The existence of expert on audit services leads to the growth in the need for expert advice within the business in order to support the business advantage in a competitive business environment. The benefit of non audit services is that auditors have wide knowledge and expertise in audit and business operations because, audits are trained to understand the complexity of business dynamics in all perspectives of business operations and because the independence point of view may explore the problems that may be a hindrance to the business. The standards on the combined code of conduct of corporate governance provides that audit committee is required to manage the links with the practitioners and guarantees that the state of non audit services is under review. The audit committee must approve to ensure that the independence and impracticality of the practitioners is not compromised.

The primary recommendations for audit reform proposed by the Ramsay Report and CLERP 9

The Ramsay Report recommends the envisage of comprehensive legislative plans of auditors independence in the corporation Act which may be supplemented by the independence of auditors policy in the expert code of ethics. The bill addresses the need by guaranteeing that the broad regulatory structure controlling the audit oversight and independence plan. The bill maintains the co-authoritarian approach to audit sovereignty. While the corporation Act comprises of some provision directed at some employment and financial links, the specialist rules issued by the accounting standards com price of the detailed requirements. The bill hence incorporates the recommendation of the Ramsay report with the objectives of establishing the best practices that is required by Auditor’s independence in Australia. The effect that the change will have on the auditing practices is that it will lead to accountability and enhanced responsibility because, practitioners independence will be improved which is an implication that the an audit report is free of material statement as well leads to collapse of the business like the HIH insurance company (Singleton, 2007).

Reference list

Adelopo, I. (2016) Auditor Independence: Auditing, Corporate Governance and Market, New York: London.

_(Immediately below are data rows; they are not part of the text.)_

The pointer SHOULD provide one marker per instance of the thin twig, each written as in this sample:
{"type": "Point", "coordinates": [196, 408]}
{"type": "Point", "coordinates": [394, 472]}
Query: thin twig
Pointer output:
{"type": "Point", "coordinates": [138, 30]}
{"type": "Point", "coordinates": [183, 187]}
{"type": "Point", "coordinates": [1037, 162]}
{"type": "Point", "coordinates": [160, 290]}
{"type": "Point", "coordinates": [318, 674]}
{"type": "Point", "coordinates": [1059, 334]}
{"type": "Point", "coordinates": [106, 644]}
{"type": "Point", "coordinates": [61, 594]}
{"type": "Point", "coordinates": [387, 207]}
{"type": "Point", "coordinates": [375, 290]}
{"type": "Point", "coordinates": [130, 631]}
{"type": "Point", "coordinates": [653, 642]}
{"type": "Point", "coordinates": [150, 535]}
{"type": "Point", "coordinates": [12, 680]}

Arens, A. (2013) Auditing and Assurance Services, London.

Gay, G. (2012) Auditing and Assurance Services in Australia, Sydney : Springer.

Jeremy, L. (2011) Performance Auditing: Contributing to Accountability, Sydney : Springer.

Reiner Quick (2007) Auditing, Trust and Governance: Developing Regulation in Europe, New York.

Robert, M. (2009) Brink’s Modern Internal Auditing: A Common Body of Knowledge, New York: Cingage Learning.

Singleton, T. (2007) Fraud Auditing and Forensic Accounting — Page 75, Sydney: Springer.

Whittington, R. (2012) Principles of Auditing and Other Assurance Services, London : Cingage learning.